Asian markets traded lower on 5 May, against a backdrop of dismal GDP and manufacturing activity data from across the region.

The Shanghai Composite finished 4.06%, or 181.76 points, lower at 4,298.71.

Hong Kong's Hang Seng finished 1.31%, or 368.28 points, lower at 27,755.54.

Australia's S&P/ASX finished 0.02%, or 1.00 point, lower at 5,826.50.

India's S&P BSE Sensex finished 0.18%, or 50.45 points, lower at 27,440.14.

Markets in Japan and South Korea were shut for public holidays.

Indonesia reported weak first-quarter growth on 5 May. Capital Economics said in a note to clients: "Indonesia's economy slowed again in the first quarter, underlining the challenge faced by the country's new president and adding to the case for further rate cuts. Although we doubt growth will slow much further in the coming quarters, we are not likely to see a strong rebound either."

Earlier, a survey showed weak factory activity growth in India in April, while recent surveys for China, Taiwan and Japan highlighted contracting factory activity in those nations in April.

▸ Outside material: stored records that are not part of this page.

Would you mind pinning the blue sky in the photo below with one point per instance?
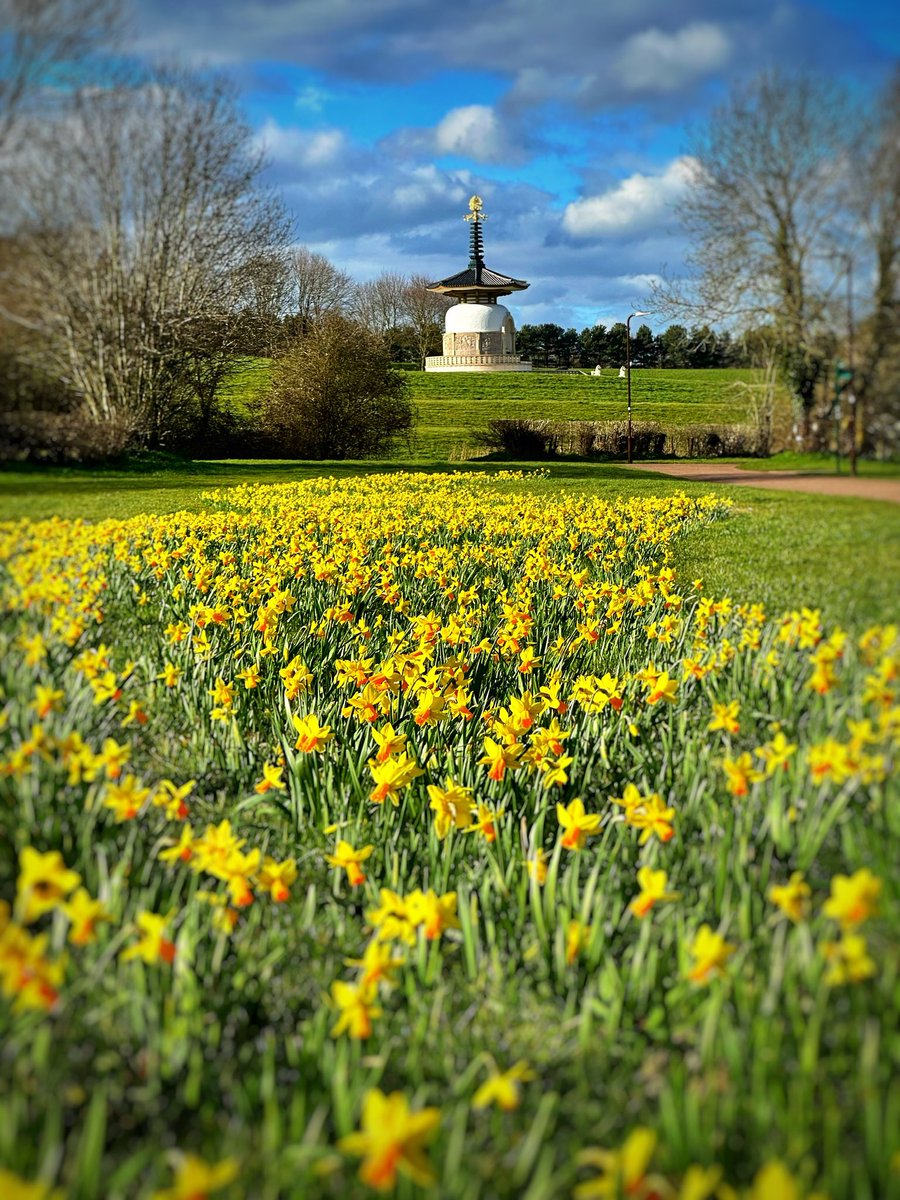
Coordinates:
(571, 118)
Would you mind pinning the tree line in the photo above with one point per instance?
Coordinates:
(142, 252)
(551, 346)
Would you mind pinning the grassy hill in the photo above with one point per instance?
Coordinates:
(453, 407)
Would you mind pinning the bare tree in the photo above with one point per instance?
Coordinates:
(769, 189)
(335, 394)
(424, 312)
(875, 204)
(43, 45)
(378, 305)
(138, 217)
(321, 286)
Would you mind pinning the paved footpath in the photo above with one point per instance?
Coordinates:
(779, 480)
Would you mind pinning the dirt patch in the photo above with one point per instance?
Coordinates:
(778, 480)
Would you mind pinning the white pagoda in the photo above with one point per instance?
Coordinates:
(479, 334)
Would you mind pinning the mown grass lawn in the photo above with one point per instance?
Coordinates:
(453, 408)
(367, 831)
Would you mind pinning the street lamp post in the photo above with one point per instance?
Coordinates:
(628, 373)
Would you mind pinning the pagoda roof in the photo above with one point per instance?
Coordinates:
(479, 279)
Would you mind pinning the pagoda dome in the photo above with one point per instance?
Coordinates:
(477, 318)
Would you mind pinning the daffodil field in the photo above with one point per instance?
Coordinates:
(415, 834)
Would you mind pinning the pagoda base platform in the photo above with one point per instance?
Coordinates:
(475, 363)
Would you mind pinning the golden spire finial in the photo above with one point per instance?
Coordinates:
(475, 214)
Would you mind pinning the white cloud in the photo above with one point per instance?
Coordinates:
(473, 131)
(312, 99)
(306, 148)
(427, 185)
(635, 205)
(658, 61)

Frederic Neumann, co-head of Asian economics at HSBC in Hong Kong, said in a note: "All this points to more easing by central bankers, although this may prove less effective than in the past," Frederic Neumann, co-head of Asian economics at HSBC in Hong Kong, wrote in a note to clients.

Market movements

The Shanghai Composite was pulled down by news that several Chinese brokerages had tightened requirements for margin financing this month.

Elsewhere, the ASX ended lower, after gaining some 1.13% in intra-day trade, post the Reserve Bank of Australia's (RBA) decision to cut interest rates for the second time this year.

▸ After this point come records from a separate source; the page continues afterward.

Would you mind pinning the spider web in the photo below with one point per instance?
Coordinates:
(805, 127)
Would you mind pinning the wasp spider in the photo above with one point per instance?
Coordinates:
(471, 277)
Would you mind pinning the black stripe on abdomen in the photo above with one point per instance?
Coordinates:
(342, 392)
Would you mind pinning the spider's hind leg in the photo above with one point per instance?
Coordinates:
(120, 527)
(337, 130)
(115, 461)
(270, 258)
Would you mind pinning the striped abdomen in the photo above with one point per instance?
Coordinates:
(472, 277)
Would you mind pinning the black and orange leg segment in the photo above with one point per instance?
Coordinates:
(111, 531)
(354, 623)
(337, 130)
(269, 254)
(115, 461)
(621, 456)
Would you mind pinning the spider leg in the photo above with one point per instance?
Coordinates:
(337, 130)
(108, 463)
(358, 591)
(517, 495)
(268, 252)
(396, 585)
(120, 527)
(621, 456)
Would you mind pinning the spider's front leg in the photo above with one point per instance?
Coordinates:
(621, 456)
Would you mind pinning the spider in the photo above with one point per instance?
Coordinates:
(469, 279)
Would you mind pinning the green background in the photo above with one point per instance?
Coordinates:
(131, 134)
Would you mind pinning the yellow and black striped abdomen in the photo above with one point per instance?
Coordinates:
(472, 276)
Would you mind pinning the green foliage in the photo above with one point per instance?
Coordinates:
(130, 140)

Meanwhile, government data showed that Australia logged a seasonally adjusted trade deficit of A$1.32bn in March, as against a deficit of A$1.61bn in the previous month.

Capital Economics said in a note: "The cut in interest rates to a new record low of 2.00%, from 2.25%, announced by the Reserve Bank of Australia (RBA) [on 5 May] is unlikely to be the last in this cycle.

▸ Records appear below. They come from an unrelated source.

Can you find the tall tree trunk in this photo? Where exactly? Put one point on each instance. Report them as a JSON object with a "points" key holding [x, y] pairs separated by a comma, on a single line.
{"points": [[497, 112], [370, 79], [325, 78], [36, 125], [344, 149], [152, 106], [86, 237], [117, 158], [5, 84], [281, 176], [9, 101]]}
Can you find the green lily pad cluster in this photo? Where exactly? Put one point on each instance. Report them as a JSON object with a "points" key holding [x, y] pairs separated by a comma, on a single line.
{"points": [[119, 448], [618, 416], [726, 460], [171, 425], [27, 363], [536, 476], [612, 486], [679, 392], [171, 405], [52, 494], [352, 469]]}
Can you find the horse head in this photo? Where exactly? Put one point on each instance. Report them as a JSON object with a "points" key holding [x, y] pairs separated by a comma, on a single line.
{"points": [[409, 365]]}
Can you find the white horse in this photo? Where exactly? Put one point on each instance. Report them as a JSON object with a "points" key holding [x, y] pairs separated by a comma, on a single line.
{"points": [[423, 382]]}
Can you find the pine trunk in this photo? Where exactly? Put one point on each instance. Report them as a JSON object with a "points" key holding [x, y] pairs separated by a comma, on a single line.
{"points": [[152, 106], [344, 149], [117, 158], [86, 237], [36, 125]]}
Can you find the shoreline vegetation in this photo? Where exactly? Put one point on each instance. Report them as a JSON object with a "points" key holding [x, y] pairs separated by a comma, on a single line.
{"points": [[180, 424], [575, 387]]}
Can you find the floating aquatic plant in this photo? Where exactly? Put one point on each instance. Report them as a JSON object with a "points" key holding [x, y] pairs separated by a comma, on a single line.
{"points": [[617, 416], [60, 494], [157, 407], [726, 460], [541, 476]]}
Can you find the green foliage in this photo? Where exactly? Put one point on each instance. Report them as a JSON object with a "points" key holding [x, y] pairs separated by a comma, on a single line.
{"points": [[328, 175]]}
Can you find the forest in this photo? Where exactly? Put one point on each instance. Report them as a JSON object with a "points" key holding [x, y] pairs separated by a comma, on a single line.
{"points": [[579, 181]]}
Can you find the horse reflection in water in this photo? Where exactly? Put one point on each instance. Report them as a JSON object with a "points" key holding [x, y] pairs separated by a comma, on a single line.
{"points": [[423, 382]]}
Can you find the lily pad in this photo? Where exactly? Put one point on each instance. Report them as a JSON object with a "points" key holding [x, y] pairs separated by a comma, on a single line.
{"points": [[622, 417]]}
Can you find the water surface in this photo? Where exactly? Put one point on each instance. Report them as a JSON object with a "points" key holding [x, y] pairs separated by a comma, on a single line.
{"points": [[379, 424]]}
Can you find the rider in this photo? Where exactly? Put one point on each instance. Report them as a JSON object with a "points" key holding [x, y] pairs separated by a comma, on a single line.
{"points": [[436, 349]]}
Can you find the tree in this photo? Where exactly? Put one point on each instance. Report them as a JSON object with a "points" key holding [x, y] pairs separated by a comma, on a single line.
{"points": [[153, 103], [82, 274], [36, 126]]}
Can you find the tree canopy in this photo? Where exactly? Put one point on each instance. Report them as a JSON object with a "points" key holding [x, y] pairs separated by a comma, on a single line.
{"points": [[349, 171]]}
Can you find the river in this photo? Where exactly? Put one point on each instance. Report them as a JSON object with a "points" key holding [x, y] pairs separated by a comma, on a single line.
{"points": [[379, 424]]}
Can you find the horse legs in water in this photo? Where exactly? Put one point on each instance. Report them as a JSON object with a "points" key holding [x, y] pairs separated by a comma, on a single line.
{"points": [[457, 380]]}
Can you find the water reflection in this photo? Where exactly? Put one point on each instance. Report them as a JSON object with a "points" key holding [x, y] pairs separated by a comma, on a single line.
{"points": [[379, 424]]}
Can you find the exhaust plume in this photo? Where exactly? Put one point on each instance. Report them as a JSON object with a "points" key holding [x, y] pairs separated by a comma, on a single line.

"Our forecast that both GDP growth and underlying inflation will be weaker this year than the RBA expects suggests that rates could yet fall to 1.5% by December. That could prompt the dollar to weaken from US$0.79 now to around US$0.70."

Company stocks

In Shanghai, China Merchants Securities finished 4.96% lower while rival Founder Securities lost 3.36%.

Major lenders China Construction Bank and Bank of Communications lost 5.07% and 4.56% respectively.

In Hong Kong, HSBC lost 1% ahead of its first-quarter earnings update. The London-based lender will host a conference call with investors and analysts at 11.30am BST.

In Sydney, Domino's Pizza settled 8.72% higher at A$41.26 after Morgan Stanley raised its price target to A$50 from A$40.

Australia and New Zealand Banking Group (ANZ) finished 2.65% higher, buoyed by a better-than-expected 5% increase in first-half cash profit.

BHP Billiton finished 2.37% lower.

In Mumbai, HDFC Bank lost 1.35% while ITC, British American Tobacco's Indian associate, shed 1.06%.